La pregunta es absolutamente legítima y necesaria. ¿Qué razones profundas pueden animar a ciertos gobernantes, y  movimientos políticos, que en sus países han sido respetuosos de las libertades democráticas; no persiguen, encarcelan sin juicio debido, ni asesinan a sus adversarios; nadie los ha denunciado por participar en tráficos ilícitos, y, además, ganen o pierdan, reconocen los resultados electorales y la alternancia de gobiernos; a apoyar, o por lo menos guardar silencio cómplice o neutralidad cínica, ante gobernantes y gobiernos a todas luces asesinos, violadores de los derechos humanos, negadores de las libertades democráticas, involucrados sin pudor en el narcotráfico y el enriquecimiento ilícito, como los de Nicolás Maduro y Daniel Ortega?

Me refiero, ya lo sabe al lector, a los gobiernos de la llamada izquierda democrática de Iberoamérica. Y, de modo muy especial, a las figuras de José Mujica y el Frente Amplio de Uruguay; Michelle Bachelet, de la Concertación de Partidos Democráticos de Chile, y Pedro Sánchez y el PSOE de España.

Los tres aún lloran desconsolados los asesinatos en masa oficiados por  Franco, Bordaberry y Pinochet. Pero se pasan por el forro, en el fondo pareciera que  se burlan o evaden, los de Maduro y Ortega. Hacen por las mañanas gárgaras en defensa de los derechos humanos cuando hablan del estadio de Santiago convertido en campo de concentración y matanza en 1973, pero luego escupen el enjuague bucal y dan la espalda cuando se les pide que miren a las calles de Caracas y Masaya sembradas de cuerpos caídos a manos de los grupos paramilitares de Ortega y Maduro.   

Es una actitud muy extraña.
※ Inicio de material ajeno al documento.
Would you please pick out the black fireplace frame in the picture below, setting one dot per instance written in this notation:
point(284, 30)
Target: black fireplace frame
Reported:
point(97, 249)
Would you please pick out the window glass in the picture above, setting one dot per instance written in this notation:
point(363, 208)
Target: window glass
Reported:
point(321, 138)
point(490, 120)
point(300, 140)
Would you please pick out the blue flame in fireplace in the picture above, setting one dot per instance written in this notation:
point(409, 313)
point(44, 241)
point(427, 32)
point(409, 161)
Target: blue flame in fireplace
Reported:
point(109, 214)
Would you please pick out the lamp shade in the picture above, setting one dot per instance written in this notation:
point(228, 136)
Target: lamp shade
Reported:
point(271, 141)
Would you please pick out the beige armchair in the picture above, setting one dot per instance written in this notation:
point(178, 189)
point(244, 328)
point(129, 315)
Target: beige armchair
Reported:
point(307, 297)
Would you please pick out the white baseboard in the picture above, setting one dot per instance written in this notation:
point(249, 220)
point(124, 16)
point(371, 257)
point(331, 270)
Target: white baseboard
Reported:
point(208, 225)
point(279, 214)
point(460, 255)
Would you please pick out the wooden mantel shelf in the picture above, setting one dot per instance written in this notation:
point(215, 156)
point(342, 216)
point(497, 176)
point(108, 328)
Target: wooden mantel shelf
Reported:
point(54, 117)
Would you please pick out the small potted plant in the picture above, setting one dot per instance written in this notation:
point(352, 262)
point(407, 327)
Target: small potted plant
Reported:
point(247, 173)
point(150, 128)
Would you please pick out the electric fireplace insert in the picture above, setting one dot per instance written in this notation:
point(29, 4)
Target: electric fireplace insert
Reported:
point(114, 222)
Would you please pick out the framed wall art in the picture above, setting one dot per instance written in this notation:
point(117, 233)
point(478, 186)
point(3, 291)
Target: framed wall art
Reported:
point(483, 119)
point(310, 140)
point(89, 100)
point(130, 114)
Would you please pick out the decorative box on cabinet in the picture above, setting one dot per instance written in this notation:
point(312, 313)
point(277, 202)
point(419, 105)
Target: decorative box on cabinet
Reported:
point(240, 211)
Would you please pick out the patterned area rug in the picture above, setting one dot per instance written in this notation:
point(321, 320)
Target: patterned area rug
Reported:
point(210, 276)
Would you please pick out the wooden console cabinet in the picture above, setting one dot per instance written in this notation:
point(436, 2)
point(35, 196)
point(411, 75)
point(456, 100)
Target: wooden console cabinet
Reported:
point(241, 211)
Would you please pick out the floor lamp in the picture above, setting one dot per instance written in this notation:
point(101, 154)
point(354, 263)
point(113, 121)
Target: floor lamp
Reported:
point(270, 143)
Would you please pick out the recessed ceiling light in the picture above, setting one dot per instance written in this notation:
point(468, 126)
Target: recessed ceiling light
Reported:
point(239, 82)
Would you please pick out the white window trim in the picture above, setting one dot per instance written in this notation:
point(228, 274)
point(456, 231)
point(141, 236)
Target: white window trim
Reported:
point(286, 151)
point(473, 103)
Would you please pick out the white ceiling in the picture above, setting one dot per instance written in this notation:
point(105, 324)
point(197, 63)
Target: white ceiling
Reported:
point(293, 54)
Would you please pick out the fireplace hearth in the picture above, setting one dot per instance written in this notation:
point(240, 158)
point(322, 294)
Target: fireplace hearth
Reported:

Esquizoide. De doble, triple y hasta cuádruple moral. Actúan como monjas virtuosas que, a pesar de que predican y practican la abstinencia, celebran, apoyan y promueven el club de pedófilos que opera en el monasterio vecino solo por el hecho de que pertenecen a la misma congregación. 

Hacen como los viejos comunistas de la primera mitad del siglo XX, que enceguecidos de ideología condenaban el genocidio emprendido por Hitler pero aplaudían, por ignorancia y fanatismo, el de Stalin.  

Porque esa es la única explicación racional posible por la cual Mujica, Bachelet y Sánchez, conocedores a fondo del abuso de poder sobre el que se edifican las tiranías de cultura militarista, hacen silencio cómplice ante el sufrimiento de venezolanos y nicaragüenses solo por solidaridad mecánica con dos gobiernos que presumen de izquierda. Aunque en realidad sean más fachos que marxistas, más narcos que libertarios.  

También es posible que los tres se hayan convertido en Pilatos socialdemócratas porque nunca abandonaron los esquemas ideológicos de los tiempos de la Guerra Fría. Quizás, en lo más profundo de sus corazones, crean en verdad la prédica de Hugo Chávez sentenciando que todos quienes nos oponíamos a su legado y al de Ortega, no importa si se llaman Teodoro Petkoff o Sergio Ramírez, somos cochinos, bastardos, reaccionarios, miserables, ultraderechistas, títeres del imperio. Excremento. 

Desde ese encuadre, los asesinatos de Pinochet y Franco son condenables. Porque las víctimas eran revolucionarios. En cambio, los de Maduro y Ortega son justificables. Porque las víctimas son reaccionarios. Porque, de ser así, el socialismo-Pilatos cree que los paramilitares de Nicaragua y Venezuela solo sacan sus obuses para repetir lo que según Silvio Rodríguez hacía el Che: “Iba matando canallas con su cañón de futuro”.

Por un largo tiempo, la izquierda latinoamericana fue la gran defensora de los derechos humanos. Al menos la izquierda que se autodefinía como democrática, la que no es estatista, militarista y de culto a la personalidad. La que no  cierra filas con la dictadura cubana y el terrorismo del cadáver insepulto de las FARC. Pero ya no lo es. La española tampoco.

Si fuese en estos tiempos, aquella tarde en Granada, frente al pelotón de fusilamiento, Federico García Lorca escucharía la voz de Pedro Sánchez diciéndole desde Televisión Española: “Federico, tío, dialoga. Dialoga poeta”. Un segundo después, el estruendo de los disparos y el de su propio cuerpo cayendo ensangrentado cerraría la emisión.

Resuena el eco: “Dialoga, tío, que España tiene que dialogar consigo misma”.